Bolivia Guide
The southern Altiplano
Potosí
Set on a desolate, windswept plain amid barren mountains at almost 4100m above sea level, POTOSÍ is the highest city in the world, and at once the most fascinating and tragic place in Bolivia. Given its remote and inhospitable location, at first glance it's difficult to see why it was ever built here at all. The answer lies in Cerro Rico ("Rich Mountain"), the conical peak that rises imperiously above the city to the south. Cerro Rico was, quite simply, the richest source of silver the world had ever seen. The silver extracted from this mountain turned Potosí into the richest jewel in the Spanish emperors' crown, and one of the wealthiest and largest cities in the world – in the early seventeenth century it was home to about 160,000 people, far bigger than contemporary Madrid, and equal in size to London. However, this wealth was achieved at the expense of the millions of indigenous Andean forced labourers and African slaves who died working in the mines and silver foundries. Though it was said that you could build a bridge stretching from Potosí to Spain with the silver of Cerro Rico, others have pointed out that two such bridges could have been built with the bones of those who died mining it.

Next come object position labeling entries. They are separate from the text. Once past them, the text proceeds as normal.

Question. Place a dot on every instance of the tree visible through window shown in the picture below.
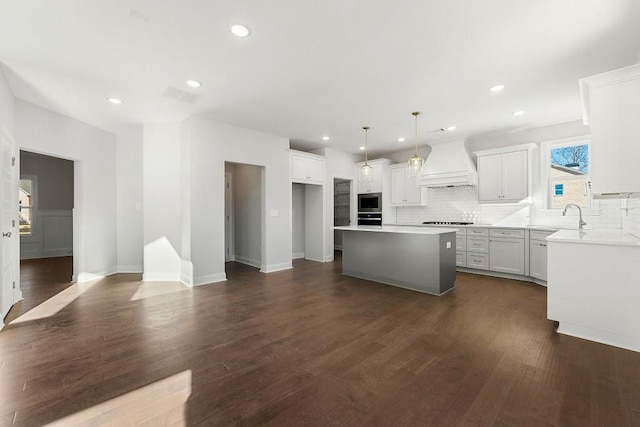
(25, 200)
(569, 175)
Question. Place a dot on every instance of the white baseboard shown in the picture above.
(160, 277)
(248, 261)
(276, 267)
(86, 276)
(209, 279)
(130, 269)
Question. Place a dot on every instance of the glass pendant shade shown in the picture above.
(366, 171)
(415, 163)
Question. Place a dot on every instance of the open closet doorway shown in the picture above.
(244, 211)
(341, 208)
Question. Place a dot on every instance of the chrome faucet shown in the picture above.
(581, 223)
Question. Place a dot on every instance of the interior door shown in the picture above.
(7, 224)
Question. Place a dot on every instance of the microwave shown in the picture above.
(370, 202)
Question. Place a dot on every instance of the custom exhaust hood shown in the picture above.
(449, 164)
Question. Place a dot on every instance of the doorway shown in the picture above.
(8, 227)
(341, 208)
(244, 212)
(46, 202)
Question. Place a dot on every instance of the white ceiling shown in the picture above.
(314, 68)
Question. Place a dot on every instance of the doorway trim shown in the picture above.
(229, 250)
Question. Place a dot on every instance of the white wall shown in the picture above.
(247, 213)
(298, 220)
(94, 154)
(129, 199)
(162, 202)
(211, 144)
(339, 165)
(7, 106)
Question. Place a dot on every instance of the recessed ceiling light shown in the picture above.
(240, 30)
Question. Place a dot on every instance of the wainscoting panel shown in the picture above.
(52, 235)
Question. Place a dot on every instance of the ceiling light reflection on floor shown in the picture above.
(154, 289)
(159, 403)
(56, 303)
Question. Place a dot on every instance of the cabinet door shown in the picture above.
(507, 255)
(315, 170)
(298, 168)
(376, 184)
(538, 260)
(305, 169)
(514, 176)
(489, 178)
(397, 186)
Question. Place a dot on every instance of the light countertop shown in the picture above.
(596, 237)
(526, 227)
(400, 229)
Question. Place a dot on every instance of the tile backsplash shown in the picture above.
(461, 204)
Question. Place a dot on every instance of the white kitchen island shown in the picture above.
(416, 258)
(593, 291)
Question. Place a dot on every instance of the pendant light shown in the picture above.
(416, 162)
(366, 171)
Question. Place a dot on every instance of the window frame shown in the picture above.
(545, 168)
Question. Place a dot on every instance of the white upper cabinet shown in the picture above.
(611, 103)
(503, 175)
(404, 189)
(307, 168)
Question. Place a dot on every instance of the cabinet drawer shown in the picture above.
(477, 260)
(477, 231)
(507, 232)
(477, 244)
(461, 243)
(540, 235)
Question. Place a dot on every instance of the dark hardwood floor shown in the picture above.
(306, 346)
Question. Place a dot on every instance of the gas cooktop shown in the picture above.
(446, 223)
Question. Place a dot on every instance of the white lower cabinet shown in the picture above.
(507, 255)
(478, 260)
(461, 247)
(538, 254)
(477, 248)
(538, 260)
(507, 249)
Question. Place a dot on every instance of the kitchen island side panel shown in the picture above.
(420, 262)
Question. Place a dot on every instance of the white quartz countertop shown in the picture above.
(596, 237)
(526, 227)
(400, 229)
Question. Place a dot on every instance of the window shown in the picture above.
(568, 172)
(26, 201)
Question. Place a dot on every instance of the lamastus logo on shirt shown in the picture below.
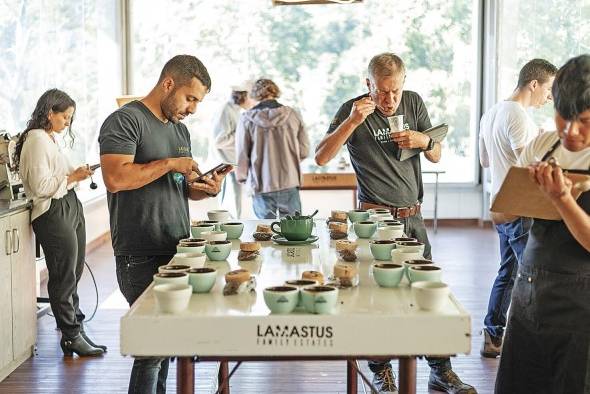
(383, 135)
(183, 150)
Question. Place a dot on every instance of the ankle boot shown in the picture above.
(91, 343)
(79, 346)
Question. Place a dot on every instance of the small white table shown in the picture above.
(368, 322)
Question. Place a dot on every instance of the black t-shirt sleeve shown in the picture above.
(422, 118)
(119, 134)
(340, 117)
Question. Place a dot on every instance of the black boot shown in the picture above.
(90, 342)
(79, 346)
(444, 379)
(103, 347)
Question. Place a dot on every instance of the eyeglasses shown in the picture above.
(383, 93)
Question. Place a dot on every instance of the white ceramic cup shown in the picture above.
(216, 236)
(171, 267)
(398, 256)
(193, 260)
(430, 296)
(172, 298)
(389, 232)
(412, 246)
(221, 215)
(175, 278)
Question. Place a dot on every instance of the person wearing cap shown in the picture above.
(224, 137)
(271, 142)
(547, 340)
(384, 181)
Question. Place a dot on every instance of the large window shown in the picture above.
(551, 29)
(74, 46)
(318, 56)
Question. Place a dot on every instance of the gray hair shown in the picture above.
(385, 65)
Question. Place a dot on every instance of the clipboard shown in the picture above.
(437, 133)
(519, 195)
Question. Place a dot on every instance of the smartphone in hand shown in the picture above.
(220, 169)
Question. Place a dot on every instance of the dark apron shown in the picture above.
(550, 313)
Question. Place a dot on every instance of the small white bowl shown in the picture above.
(430, 296)
(221, 215)
(216, 236)
(172, 298)
(171, 267)
(193, 260)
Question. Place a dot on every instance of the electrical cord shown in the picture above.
(95, 290)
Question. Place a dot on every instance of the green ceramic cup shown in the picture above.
(293, 229)
(218, 250)
(358, 215)
(388, 274)
(381, 249)
(365, 229)
(281, 299)
(319, 299)
(424, 273)
(201, 228)
(234, 230)
(202, 279)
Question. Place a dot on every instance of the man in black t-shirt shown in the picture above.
(383, 180)
(147, 167)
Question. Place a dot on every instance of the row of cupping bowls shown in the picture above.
(173, 286)
(321, 299)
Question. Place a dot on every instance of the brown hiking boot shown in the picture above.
(491, 347)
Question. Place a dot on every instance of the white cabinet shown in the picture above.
(18, 306)
(6, 353)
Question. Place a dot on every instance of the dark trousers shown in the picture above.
(286, 201)
(61, 231)
(542, 360)
(134, 275)
(414, 227)
(513, 237)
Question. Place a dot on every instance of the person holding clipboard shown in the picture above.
(57, 216)
(548, 334)
(384, 180)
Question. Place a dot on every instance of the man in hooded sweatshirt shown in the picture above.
(271, 142)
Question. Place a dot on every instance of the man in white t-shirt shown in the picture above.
(504, 130)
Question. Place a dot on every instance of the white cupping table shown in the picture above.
(368, 322)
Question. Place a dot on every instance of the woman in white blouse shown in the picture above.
(57, 216)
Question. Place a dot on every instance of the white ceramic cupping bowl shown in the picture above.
(172, 298)
(430, 296)
(221, 215)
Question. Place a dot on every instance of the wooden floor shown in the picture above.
(469, 256)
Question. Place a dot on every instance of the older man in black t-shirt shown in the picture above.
(385, 181)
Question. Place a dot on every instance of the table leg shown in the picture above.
(222, 377)
(351, 378)
(185, 376)
(436, 203)
(407, 375)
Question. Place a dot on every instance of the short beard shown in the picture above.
(168, 107)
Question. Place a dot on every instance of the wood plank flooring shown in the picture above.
(468, 254)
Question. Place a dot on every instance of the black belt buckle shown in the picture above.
(403, 212)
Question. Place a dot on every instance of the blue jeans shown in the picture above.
(414, 227)
(134, 275)
(513, 237)
(287, 201)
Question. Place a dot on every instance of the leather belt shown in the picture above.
(396, 212)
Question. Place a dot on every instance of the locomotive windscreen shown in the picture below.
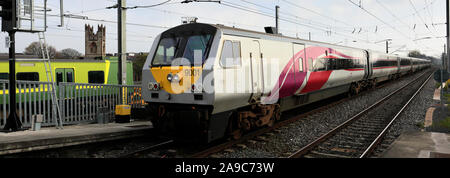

Today, Potosí's legacy reflects both the magnificence and the horror of its colonial past. The city is a treasure trove of colonial art and architecture, with hundreds of well-preserved buildings, including some of the finest churches in Bolivia. But though the silver veins were almost all exhausted centuries ago, the labyrinthine tunnels that perforate the scarred mountain are still worked for tin and other metals by thousands of indigenous miners using techniques little changed from a century or more ago. A visit to these mines has become as essential a part of a visit to Potosí as any of its museums or churches, and is fascinating for the insight it affords into both the working lives of the miners and the customs and beliefs that help them survive.